Gitlab is quite annoying about this, only setting the project as public is not enough. To check whether the public configuration is okay, I usually visit the project webpage as an anonymous user and check whether the clone url is displayed.

mpoquet commented 7 years ago

I have an issue with my scheduler and the given workload.
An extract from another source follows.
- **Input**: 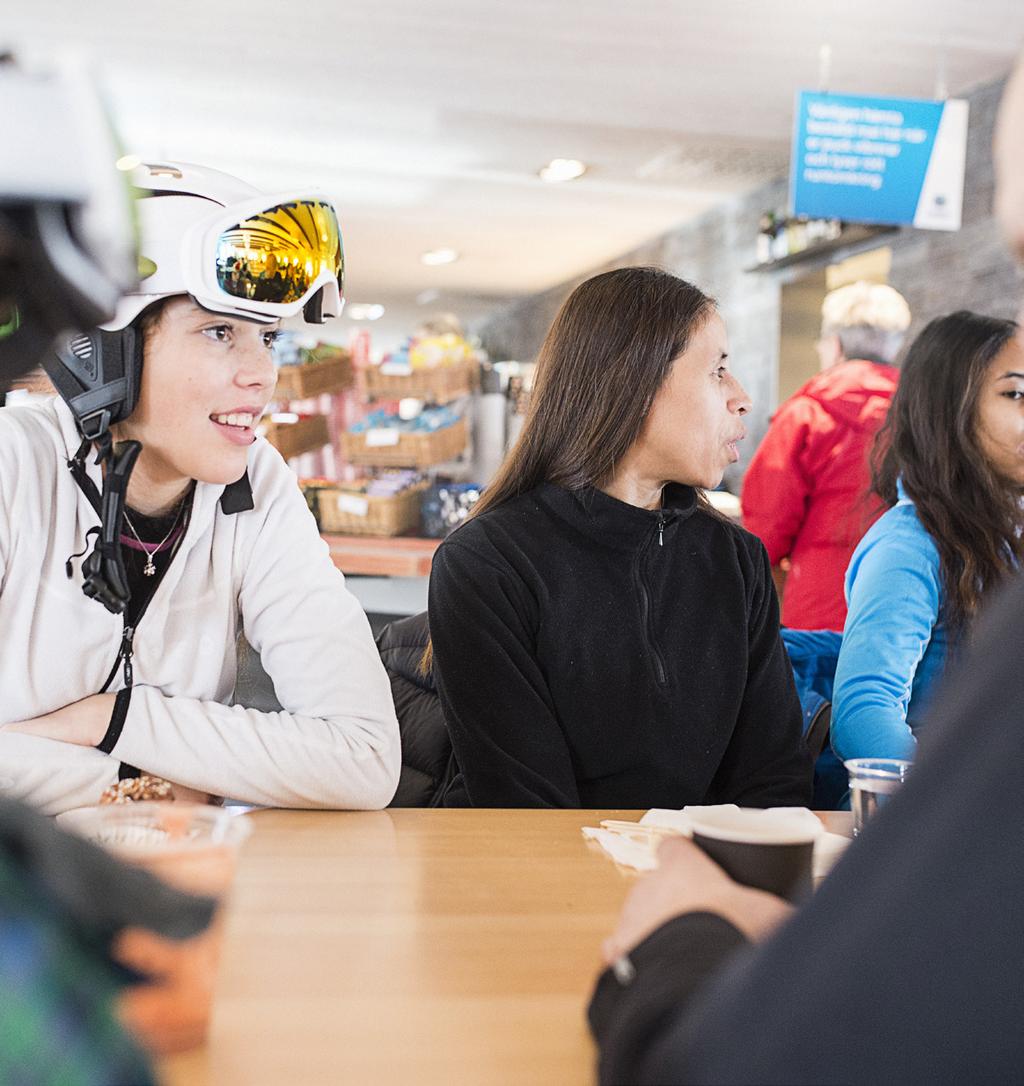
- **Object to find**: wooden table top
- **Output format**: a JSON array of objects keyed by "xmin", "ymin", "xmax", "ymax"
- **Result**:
[{"xmin": 160, "ymin": 809, "xmax": 849, "ymax": 1086}]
[master_host:server:(2) 0.100000] [server/INFO] Server received a message of type SCHED_KILL_JOB:
*** Error in `batsim': malloc(): memory corruption (fast): 0x00000000022316d0 ***
======= Backtrace: =========
/usr/lib/libc.so.6(+0x722ab)[0x7f98c520c2ab]
/usr/lib/libc.so.6(+0x7890e)[0x7f98c521290e]
/usr/lib/libc.so.6(+0x7ad61)[0x7f98c5214d61]
/usr/lib/libc.so.6(__libc_malloc+0x54)[0x7f98c5216674]
/usr/lib/libgmp.so.10(__gmp_default_allocate+0x9)[0x7f98c77e3899]
/usr/lib/libgmp.so.10(__gmpq_init+0x1e)[0x7f98c77fd31e]
batsim(_ZN5boost14multiprecision8backends12gmp_rationalC2Ev+0x15)[0x547a75]
batsim(_ZN5boost14multiprecision8backends12gmp_rationalaSEe+0x18e)[0x56cdae]
batsim(_ZN5boost14multiprecision6numberINS0_8backends12gmp_rationalELNS0_26expression_template_optionE1EEC2IeEERKT_PNS_11enable_if_cIXaaaaoooosr5boost13is_arithmeticIS7_EE5valuesr7is_sameINSt7__cxx1112basic_stringIcSt11char_traitsIcESaIcEEES7_EE5valuesr14is_convertibleIS7_PKcEE5valuentsr14is_convertibleINS0_6detail9canonicalIS7_S3_E4typeES3_EE5valuentsr6detail24is_restricted_conversionISM_S3_EE5valueEvE4typeE+0x3d)[0x55ff4d]
batsim(_ZN23EnergyConsumptionTracer9add_entryEdc+0x1d1)[0x55dde1]
batsim(_ZN23EnergyConsumptionTracer11add_job_endEdi+0x33)[0x55e543]
batsim(_Z14killer_processiPPc+0x85c)[0x59acec]
/usr/lib/libsimgrid.so.3.13.91(_ZNSt17_Function_handlerIFvvEN7simgrid3xbt12MainFunctionIPFiiPPcEEEE9_M_invokeERKSt9_Any_data+0x49e)[0x7f98c7b8942e]
/usr/lib/libsimgrid.so.3.13.91(_ZN7simgrid6kernel7context10RawContext7wrapperEPv+0x12)[0x7f98c7adc8c2]
======= Memory map: ========
[...]
mpoquet commented 7 years ago

It looks like SG cleans the data associated to killed tasks on its own. Does 2fe7739 fix the problem?

adfaure commented 7 years ago

Fixed ! Thank you.

mpoquet commented 7 years ago

Thanks a lot for reporting the issue!